How to Make Money through Investments for the Real Estate License Exam
The Real Estate License Exam will expect you to know that you can make money in several different ways, such as capital appreciation, renting, and equity buildup, by investing in real estate. As an agent (and as a test taker), you need to be familiar with all the moneymaking methods and the appropriate terminology.
The most important thing to keep in mind when it comes to making money on investments is that an investor expects these two kinds of returns:
Return of the investment: You expect to get back your capital, the cash you invested in the first place.
Return on the investment: You expect to receive something more than what you invested. The expected return on the investment is related to the risk of the investment. The risk in any investment is the possibility of losing all or part of your original cash investment. The higher the risk, the greater the expected return on the investment.
One of the ways investors make money in real estate is by selling property at a higher price than that which they bought it for in the first place. In this case, the value of the real estate appreciates, or increases, creating capital appreciation, or growth. The profit made from selling property for a price higher than what you paid is called capital gain for tax purposes.

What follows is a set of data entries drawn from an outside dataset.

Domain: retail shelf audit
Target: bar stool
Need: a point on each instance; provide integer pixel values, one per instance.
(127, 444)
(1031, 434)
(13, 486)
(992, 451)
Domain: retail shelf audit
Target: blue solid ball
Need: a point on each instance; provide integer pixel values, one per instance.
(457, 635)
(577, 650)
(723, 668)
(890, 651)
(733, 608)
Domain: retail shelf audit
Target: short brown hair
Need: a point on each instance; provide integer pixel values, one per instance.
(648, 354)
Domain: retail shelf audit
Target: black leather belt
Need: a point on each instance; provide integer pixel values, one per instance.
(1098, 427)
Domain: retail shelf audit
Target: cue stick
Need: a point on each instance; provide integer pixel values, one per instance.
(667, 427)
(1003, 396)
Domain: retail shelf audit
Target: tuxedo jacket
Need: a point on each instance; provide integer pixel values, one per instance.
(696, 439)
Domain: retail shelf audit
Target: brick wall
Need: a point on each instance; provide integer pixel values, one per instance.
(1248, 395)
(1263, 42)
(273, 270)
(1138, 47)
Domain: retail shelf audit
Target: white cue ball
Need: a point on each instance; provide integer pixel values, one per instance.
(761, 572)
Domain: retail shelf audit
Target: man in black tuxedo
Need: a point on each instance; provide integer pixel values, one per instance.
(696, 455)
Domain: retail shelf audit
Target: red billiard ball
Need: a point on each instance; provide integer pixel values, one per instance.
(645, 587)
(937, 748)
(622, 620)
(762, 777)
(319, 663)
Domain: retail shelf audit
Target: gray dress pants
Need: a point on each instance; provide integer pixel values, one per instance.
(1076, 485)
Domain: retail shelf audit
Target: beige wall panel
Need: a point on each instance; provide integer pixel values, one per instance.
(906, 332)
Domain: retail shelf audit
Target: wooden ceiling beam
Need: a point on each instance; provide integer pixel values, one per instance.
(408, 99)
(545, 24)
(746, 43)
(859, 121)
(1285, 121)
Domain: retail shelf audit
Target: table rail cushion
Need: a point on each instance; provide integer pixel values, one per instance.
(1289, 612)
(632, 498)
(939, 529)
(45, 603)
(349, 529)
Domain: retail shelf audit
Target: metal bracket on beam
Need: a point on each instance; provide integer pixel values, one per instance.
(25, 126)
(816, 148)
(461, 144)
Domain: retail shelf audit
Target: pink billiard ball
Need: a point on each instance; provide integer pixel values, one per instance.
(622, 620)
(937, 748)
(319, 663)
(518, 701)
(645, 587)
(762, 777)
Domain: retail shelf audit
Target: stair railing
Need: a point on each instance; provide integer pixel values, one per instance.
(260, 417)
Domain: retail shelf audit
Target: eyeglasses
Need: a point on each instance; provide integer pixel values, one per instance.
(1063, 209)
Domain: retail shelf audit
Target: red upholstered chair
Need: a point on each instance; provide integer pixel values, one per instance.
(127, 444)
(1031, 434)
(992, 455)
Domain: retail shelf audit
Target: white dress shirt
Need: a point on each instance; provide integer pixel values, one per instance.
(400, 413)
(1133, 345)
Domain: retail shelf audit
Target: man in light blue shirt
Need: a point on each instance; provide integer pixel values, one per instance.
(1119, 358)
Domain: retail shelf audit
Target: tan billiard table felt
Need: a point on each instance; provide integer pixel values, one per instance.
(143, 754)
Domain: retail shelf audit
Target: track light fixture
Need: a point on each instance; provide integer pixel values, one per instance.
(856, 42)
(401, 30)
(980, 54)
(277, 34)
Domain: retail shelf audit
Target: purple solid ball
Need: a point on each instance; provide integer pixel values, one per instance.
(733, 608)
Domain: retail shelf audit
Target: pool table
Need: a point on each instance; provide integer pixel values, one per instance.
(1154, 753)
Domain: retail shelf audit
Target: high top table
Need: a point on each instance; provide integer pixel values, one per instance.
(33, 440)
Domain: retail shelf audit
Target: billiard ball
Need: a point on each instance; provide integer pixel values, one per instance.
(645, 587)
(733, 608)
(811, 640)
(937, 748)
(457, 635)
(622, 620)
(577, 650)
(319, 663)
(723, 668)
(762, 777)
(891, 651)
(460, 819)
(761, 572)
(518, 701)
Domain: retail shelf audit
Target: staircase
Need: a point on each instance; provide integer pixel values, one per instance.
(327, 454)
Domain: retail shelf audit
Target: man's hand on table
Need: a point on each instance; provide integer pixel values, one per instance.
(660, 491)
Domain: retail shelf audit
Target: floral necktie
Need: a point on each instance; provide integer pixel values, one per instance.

When you sell property for more than you paid for it, you get the return of your capital; that is you get your original down payment, back along with the profit or capital appreciation, which is the return on your capital.
So, if you buy a property that costs $500,000 with $100,000 cash and a few years later sell that property for $600,000, then you get your original cash investment of $100,000 back and an additional $100,000 in capital appreciation.
Rentals on property
Most investors get returns on their investments by means of rents paid on the property. All expenses, including the mortgage loan payment, are paid from the rent and whatever else (such as quarters from laundry machines) factors into the building income. Investors call the mortgage payment debt service.
The money left over after all expenses are paid, except debt service, is called the net operating income. After debt service is subtracted from net operating income, what’s left is called cash flow, or the money the investment has earned before taxes. Check out the following two-part equation:
Part 1: Building income – operating expenses = net operating income
Part 2: Net operating income – debt service = cash flow
Cash flow ideally is positive, meaning that you take money out of the investment each year. But cash flow also can be negative, meaning that the building’s expenses are greater than the building’s income. Three reasons why someone buys an investment with negative annual cash flow are
The investor may believe that the shortfall is only temporary. Maybe the building isn’t fully rented. Or the investor believes rents will go up faster than expenses or that expenses can be managed better and reduced.
The investor may believe that when selling the building it will make enough profit to make up for the negative cash flow each year.
The investor may be making a lot of money in another investment and wants to keep his income tax bracket lower by balancing a positive cash flow investment against a negative one.
The mortgage payment, or debt service, always is included in the expenses of any investment property. If the borrower borrows money with an amortized mortgage, every payment made on that loan is part interest and part principal. (That’s what amortized means.) So every time the building’s income (in the form of rents and other income) is used to make a mortgage payment, usually monthly, the overall mortgage debt is reduced.
By paying off some or all of the mortgage loan, when the owner sells the property, he owes the bank less money on the balance of the mortgage loan than when he first bought the investment. The owner (investor) gets to keep more of what he sells the investment for. Equity is the difference between the value of the property and all debts attributable to the property.
Obviously any increase in the overall value of the property also increases the equity, but investors usually use the term equity buildup to specifically refer to the increase in equity that comes from the mortgage loan being paid off by the rents from an investment property.
Suppose you borrow $200,000 to buy an investment property that costs $250,000. You keep the property for 10 years, and through the monthly loan payments, which are coming out of rents, you pay off $50,000. Assuming the property doesn’t appreciate in value when you sell the property, you owe the bank only $150,000. That $50,000 you paid off of the mortgage is yours, courtesy of your tenants’ rent.